English has stated, "Decisions made by local councils not only affect local communities, but have wider effects on the economy and the government's books. Many of the changes that will make a difference lie with councils and the government expects them to share the commitment to improving housing affordability."

It is an interesting dichotomy that a country (NZ), which has a very limited land supply and high urban density is renovating its planning policies to ensure housing affordability for the entire market is part of the urban planning decision process.

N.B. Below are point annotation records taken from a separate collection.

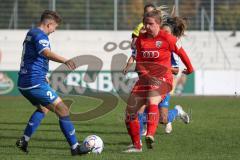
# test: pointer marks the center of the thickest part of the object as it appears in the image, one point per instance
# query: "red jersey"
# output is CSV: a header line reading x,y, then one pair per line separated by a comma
x,y
157,53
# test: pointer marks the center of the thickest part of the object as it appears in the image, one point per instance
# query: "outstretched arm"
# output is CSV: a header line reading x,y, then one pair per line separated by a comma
x,y
129,64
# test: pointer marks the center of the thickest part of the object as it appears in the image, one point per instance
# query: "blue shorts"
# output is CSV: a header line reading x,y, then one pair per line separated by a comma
x,y
41,95
165,102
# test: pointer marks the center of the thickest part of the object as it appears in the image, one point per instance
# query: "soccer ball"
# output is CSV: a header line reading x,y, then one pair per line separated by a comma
x,y
94,144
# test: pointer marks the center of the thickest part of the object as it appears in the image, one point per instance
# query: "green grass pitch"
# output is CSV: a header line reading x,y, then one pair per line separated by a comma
x,y
214,132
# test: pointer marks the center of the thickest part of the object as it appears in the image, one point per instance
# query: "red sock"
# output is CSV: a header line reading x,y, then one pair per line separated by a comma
x,y
153,119
133,128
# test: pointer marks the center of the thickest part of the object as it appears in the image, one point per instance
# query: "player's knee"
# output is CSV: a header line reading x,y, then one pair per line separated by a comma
x,y
42,109
163,116
61,110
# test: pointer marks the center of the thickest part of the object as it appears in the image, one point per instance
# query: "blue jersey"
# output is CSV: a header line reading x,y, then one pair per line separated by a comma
x,y
34,65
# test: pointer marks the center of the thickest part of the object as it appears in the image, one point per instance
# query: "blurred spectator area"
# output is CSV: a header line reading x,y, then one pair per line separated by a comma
x,y
118,14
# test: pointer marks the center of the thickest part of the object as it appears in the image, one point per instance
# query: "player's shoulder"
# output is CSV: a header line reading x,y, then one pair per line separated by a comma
x,y
36,33
169,37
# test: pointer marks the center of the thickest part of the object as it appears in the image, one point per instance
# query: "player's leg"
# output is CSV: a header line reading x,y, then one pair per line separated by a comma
x,y
66,125
33,122
142,117
153,117
132,122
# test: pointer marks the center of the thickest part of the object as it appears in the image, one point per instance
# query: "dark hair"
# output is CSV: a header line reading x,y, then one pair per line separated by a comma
x,y
51,15
149,5
156,14
178,25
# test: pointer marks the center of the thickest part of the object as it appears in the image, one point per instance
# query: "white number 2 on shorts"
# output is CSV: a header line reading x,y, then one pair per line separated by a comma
x,y
49,93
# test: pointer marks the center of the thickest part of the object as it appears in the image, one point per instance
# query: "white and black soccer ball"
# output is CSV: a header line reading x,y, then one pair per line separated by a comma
x,y
94,144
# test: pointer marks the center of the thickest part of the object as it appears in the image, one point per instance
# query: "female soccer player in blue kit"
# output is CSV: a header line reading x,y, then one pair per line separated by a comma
x,y
34,87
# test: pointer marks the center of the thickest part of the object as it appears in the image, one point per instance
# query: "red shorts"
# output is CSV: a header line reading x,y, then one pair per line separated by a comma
x,y
142,87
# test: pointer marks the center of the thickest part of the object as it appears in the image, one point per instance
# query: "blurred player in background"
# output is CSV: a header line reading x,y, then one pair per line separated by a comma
x,y
33,85
175,26
149,46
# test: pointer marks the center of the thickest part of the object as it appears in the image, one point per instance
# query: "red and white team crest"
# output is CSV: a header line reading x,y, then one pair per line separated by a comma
x,y
158,44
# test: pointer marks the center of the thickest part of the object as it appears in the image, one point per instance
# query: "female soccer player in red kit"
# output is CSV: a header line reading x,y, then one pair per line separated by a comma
x,y
153,62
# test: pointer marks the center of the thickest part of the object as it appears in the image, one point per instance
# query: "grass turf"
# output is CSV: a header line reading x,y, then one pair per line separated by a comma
x,y
212,134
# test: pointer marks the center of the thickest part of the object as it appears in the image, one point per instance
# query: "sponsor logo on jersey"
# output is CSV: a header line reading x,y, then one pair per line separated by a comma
x,y
150,54
158,44
44,42
178,44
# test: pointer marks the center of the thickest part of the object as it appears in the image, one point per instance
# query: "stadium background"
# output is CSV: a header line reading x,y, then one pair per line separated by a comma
x,y
89,26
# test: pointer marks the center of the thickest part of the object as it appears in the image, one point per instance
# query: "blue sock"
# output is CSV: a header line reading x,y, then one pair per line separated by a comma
x,y
33,123
172,114
68,130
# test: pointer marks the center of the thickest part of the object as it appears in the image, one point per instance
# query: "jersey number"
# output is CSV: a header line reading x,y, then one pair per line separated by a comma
x,y
49,93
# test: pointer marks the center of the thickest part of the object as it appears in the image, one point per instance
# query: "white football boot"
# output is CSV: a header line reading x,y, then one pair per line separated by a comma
x,y
182,114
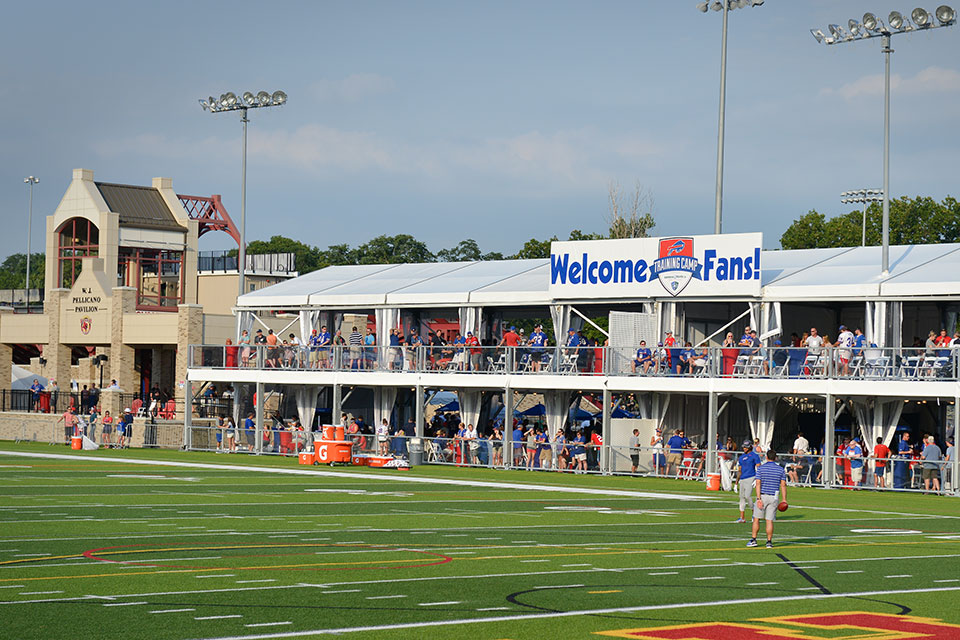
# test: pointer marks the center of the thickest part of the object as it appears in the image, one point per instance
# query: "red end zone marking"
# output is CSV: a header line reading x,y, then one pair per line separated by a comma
x,y
91,554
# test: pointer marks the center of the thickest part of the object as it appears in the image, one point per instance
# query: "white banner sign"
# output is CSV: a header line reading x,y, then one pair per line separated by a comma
x,y
717,265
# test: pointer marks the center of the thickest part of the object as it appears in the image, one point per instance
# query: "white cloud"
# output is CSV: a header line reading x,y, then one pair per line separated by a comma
x,y
927,81
353,88
555,161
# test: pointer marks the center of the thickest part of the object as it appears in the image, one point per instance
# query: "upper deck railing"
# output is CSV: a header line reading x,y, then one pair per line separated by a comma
x,y
872,363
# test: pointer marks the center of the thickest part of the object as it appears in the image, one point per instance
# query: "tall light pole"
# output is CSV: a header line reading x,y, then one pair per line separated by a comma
x,y
870,26
725,6
31,181
865,196
229,102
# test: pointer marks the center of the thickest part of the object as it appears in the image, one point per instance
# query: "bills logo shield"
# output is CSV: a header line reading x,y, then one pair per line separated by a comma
x,y
675,265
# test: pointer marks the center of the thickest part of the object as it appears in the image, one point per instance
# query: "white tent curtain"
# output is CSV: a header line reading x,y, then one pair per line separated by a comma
x,y
878,418
762,412
469,400
470,320
771,326
244,322
653,406
383,400
306,397
560,314
309,320
557,409
386,319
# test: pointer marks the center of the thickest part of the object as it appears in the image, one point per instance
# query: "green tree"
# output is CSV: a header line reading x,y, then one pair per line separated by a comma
x,y
466,251
13,271
920,220
630,216
339,254
397,249
534,248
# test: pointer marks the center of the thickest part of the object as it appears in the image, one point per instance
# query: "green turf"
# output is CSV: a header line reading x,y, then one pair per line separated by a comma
x,y
167,545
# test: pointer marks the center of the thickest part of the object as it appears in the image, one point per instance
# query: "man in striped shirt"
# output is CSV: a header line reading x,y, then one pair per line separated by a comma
x,y
771,480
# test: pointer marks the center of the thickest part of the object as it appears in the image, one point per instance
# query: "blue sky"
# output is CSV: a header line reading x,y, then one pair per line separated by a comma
x,y
498,121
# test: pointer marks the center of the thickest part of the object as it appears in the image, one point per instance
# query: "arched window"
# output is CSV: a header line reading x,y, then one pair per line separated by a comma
x,y
78,238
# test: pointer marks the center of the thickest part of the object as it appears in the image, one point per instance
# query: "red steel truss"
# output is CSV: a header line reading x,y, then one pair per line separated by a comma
x,y
211,214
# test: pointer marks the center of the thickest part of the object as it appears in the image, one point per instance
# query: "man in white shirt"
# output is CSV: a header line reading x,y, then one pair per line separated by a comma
x,y
845,342
801,445
814,342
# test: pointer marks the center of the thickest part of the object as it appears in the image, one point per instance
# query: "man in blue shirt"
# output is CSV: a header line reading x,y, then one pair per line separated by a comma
x,y
517,444
579,453
771,481
323,341
35,389
537,343
686,359
644,358
677,442
747,465
901,466
854,454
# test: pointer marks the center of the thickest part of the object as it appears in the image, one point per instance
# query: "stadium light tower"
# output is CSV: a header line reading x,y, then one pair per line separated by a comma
x,y
229,102
725,6
870,26
31,181
864,196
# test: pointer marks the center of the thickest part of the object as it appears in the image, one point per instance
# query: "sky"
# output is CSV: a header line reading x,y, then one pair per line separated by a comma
x,y
498,121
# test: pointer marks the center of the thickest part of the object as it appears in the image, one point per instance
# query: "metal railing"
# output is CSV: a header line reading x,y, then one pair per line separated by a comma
x,y
714,362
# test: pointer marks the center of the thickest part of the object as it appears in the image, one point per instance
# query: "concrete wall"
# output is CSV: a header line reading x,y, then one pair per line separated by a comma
x,y
44,428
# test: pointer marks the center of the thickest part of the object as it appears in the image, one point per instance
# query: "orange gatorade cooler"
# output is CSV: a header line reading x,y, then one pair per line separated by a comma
x,y
713,482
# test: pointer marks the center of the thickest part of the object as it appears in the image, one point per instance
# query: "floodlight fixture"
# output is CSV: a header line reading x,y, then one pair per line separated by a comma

In the meantime, a majority of Canadian municipalities, in a country with the second-largest land base in the world (9,984,670 km squared), continues to place significant limits on urban growth and is increasing regulations on where and what type of new homes can be built. I am not aware of any plan approval process in Canada that considers how new projects and developments will impact supply and housing affordability. Maybe it's time our government does.

In addition, it is important that the federal government recognize that there is not one Canadian housing market, but numerous housing markets. In Canada, our housing policy should not be centred on our three biggest urban centres.

What our province and local government needs to recognize is that the multitude of planning rules are not well understood as a whole and often full of internal contradictions. Much of the rule book for residential development dates back to the 1960s and 1970s. As each decade has passed, numerous new additions of complicated policy changes that vary from one jurisdiction to another have been incorporated.

If we are to address housing affordability for the entire population, we could learn something from New Zealand. Our provincial government has the ability to ensure an adequate land supply occurs in the market for cities to grow up and out.

We need the provincial government to mandate effective regional planning and ensure our municipalities bylaws and policies are whittled down to an essential, coherent and well-managed suite of guidance that aids the delivery of good planning and ensures real choice in the housing market.